In the present research we studied mainly conformal filed theory and string theory related to geometry of moduli spaces. We obtained the following main results.1. Construction of modular functor :Taking the tensor product of non-abelian conformal field theory and a fractional power of abelian conformal field theory we constructed modularfunctor. This implies that we can construct new invariants of threefolds associated with complex simple Lie algebras.2. Reconstruction of abelian conformal field theory and study of relationship with degeneration of curves and conformal blocks :Using Heisenberg algebra and vertex operator algebra we reconstruct abelian conformal field theory. It is a similar construction of non-abelian conformal field theory. This clarifies relationship between degeneration of curves and abelian conformal blocks.3. Study of KZB equation :The differential equations describing projectively flat connection of conformal blocks over the moduli space of curves of genus greater than or equal to one is called KZB equation.
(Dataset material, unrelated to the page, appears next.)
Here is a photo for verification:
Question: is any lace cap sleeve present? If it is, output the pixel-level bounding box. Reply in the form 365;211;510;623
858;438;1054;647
In the present study we gave new simple description of KZB equation and studied its properties.4. Study of the moduli spaces of abelian surfaces and K3 surfaces :Katsura and van der Geer gave stratification of the moduli spaces of abelian surfaces and K3 surfaces using the Artin-Mazur formal groups. They gave explicit description of cycle classes of the loci corresponding to supersingular surfaces.5. The spaces of initial conditions of Painleve equations :Saito and his group gave new method of classification of Painleve equations by using the fact the spaces of initial conditions are rational surfaces.6. Study of superstring theory :Eguchi and his group studied Landau-Ginzburg models and found a new description of isolated singularities of type E.Saito and his group studied mirror symmetry of rational elliptic surfaces.
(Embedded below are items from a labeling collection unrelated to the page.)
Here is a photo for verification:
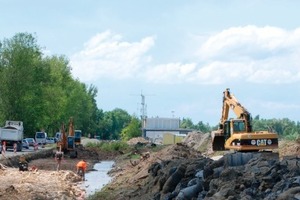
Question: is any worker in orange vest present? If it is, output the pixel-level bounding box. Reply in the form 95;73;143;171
76;159;87;180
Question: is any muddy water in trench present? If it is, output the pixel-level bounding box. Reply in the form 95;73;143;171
82;161;114;196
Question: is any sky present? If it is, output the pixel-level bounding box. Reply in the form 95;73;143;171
0;0;300;125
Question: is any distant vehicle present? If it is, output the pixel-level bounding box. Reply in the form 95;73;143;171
25;138;35;147
55;132;61;142
35;132;47;144
22;139;29;149
46;137;55;144
0;120;24;151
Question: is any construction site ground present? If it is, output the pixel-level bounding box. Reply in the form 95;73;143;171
0;133;300;200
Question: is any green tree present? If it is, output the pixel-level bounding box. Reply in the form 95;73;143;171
180;118;195;129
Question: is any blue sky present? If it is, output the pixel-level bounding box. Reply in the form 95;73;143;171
0;0;300;125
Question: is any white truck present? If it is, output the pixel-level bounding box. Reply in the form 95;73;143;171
0;121;24;151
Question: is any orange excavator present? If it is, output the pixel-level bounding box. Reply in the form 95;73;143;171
57;118;77;158
211;88;278;152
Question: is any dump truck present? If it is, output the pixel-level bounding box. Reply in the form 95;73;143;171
211;88;278;152
0;120;24;151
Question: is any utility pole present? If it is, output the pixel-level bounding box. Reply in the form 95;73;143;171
131;92;153;137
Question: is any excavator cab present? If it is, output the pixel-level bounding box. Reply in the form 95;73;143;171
212;88;278;152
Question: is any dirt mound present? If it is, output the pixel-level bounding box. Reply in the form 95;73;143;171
127;137;149;145
0;168;84;200
182;131;213;156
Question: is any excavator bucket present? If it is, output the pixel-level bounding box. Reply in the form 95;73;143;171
211;131;225;151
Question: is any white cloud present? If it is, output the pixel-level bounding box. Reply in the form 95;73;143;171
144;63;196;83
71;26;300;84
71;31;154;81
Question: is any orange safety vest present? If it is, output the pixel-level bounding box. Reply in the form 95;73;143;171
76;160;87;171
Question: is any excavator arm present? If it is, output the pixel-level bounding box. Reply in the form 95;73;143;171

在本研究中，我们主要研究了与模空间几何有关的共形场理论和弦理论。我们得到了以下主要结果：1.模函子的构造：取非阿贝尔共形场理论的张量积和阿贝尔共形场理论的分数次幂构造模函子。这意味着我们可以构造与复单李代数相关的三重不变量。阿贝尔共形场理论的重建及其与曲线和共形块退化的关系研究：利用海森堡代数和顶点算符代数，我们重建了阿贝尔共形场理论。它是非阿贝尔共形场理论的类似构造。阐明了曲线退化与阿贝尔共形块之间的关系。KZB方程的研究：描述亏格大于或等于1的曲线的模空间上共形块的射影平坦连接的微分方程称为KZB方程。在本研究中，我们给出了KZB方程的新的简单描述，并研究了它的性质。阿贝尔曲面和K3曲面的模空间的研究：Katsura和van der Geer利用Artin-Mazur形式群给出了阿贝尔曲面和K3曲面的模空间的分层。给出了超奇异曲面对应轨迹的循环类的显式刻画。Painleve方程的初始条件空间：Saito和他的团队利用初条件空间是有理曲面的事实，给出了Painleve方程的新的分类方法。超弦理论的研究：江口和他的团队研究了Landau-Ginzburg模型，发现了E.Saito和他的团队研究有理椭圆曲面的镜像对称性的孤立奇点的新描述。